I had a notes session once with a producer who told me that he had never used an ATM, and I couldn't even process what he was saying. He wasn't proud. He wasn't embarrassed. He didn't even realize what he was saying was incredible. He'd just never had any reason to go to an ATM because he lived in such a different financial world. When Damon talks to Effie Brown about diversity, I'm sure he's had conversations about that before, and I'm sure he feels like he's fighting the good fight in his way, but the idea that he can look at her and think he's got something to tell her on the subject is mind-boggling. “Diversity” doesn't happen just because you let someone in the room. You have to understand that you're the gate-keeper, you're the one controlling the other person's access, and for diversity to matter, you have to relinquish that control. You have to be willing to lose fights precisely because of your perspective on things.

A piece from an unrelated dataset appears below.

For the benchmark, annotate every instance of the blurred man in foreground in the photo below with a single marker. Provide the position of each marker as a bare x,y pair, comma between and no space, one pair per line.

Damon became a movie star at a time when he was most likely told over and over that no one could be a big blockbuster action lead while also being openly gay. I'm sure careful conversations were had with his entire team before he took on the role of Tom Ripley in Anthony Minghella's exceptional “The Talented Mr. Ripley,” and as Damon explains in that interview, he's learned to pick projects based largely on the filmmaker, trusting them to find the exceptional in something. I love “Ripley,” and I love that he played the part, unafraid of the ambiguity inherent to the character. But when Damon says what he says now, he's telling some insanely talented young gay actor not to set his sights on the same roles that Damon and Affleck and the rest of the A-list get to play. Nonsense.

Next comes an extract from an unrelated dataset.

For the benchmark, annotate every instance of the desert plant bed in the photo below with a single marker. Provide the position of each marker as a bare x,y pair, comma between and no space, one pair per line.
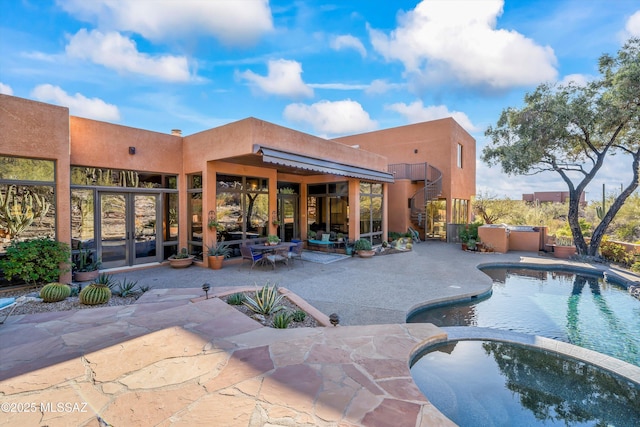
267,319
35,305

We are going to see a gay James Bond at some point, and a gay Batman, and a gay Superman, and we'll see some gay Avengers, and we've already seen plenty of gay X-Men, and pop culture will continue the same sort of entropic evolution it always follows, expanding and making room for more points of view. There are so many options available to viewers and readers of all makes and models right now that I can't understand why anyone would be anything less than optimistic. Damon's comments are tin-eared, particularly from a guy who portrays such a thoughtful, engaged, “normal guy” in his public persona, but they're not malicious. Part of the reason we have to push people out of their bubbles is because they don't realize they are in their bubbles. Damon is trying to have a productive conversation about actors and public identity, but he's doing it in a way that reveals a sort of acceptance of “conventional wisdom” that seems a lot less wise now than it did 15 years ago.
More than anything, I want to know what the hell they're going to do to address the idea of water on Mars in the four days they have before “The Martian” opens. I'll bet Fox loooooooooooooves NASA right now.
“The Martian” opens on Friday. And, yes, I am a fan.
The verdict's still out on this season of “Project Greenlight,” though.